Üstün Dökmen

Mustafa Kemal'in hesap hatası

28 Ağustos 2022 Pazar

Bugün 28 Ağustos, iki gün önce 26 Ağustos’tu, iki gün sonra 30 Ağustos olacak. 26 Ağustoslar, 30 Ağustoslar hep olacak, hep kutlanacak.

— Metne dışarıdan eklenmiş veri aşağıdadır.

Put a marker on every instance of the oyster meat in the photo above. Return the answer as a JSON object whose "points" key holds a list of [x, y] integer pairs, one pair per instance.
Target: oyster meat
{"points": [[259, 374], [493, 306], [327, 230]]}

26 Ağustos sabaha karşı Afyon Kocatepe’de Büyük Taarruz başladı. Rivayete göre, Yunan mevzilerini gezen bir İngiliz general gördüklerini çok beğenip, “Eğer Türkler bu mevzileri 6 ayda aşabilirlerse, 6 günde aştıklarını iddia edebilirler” demiş. Türkler o mevzileri 6 saatte aştılar, taarruzun ilk günü öğlenden önce Şuhut kurtarıldı.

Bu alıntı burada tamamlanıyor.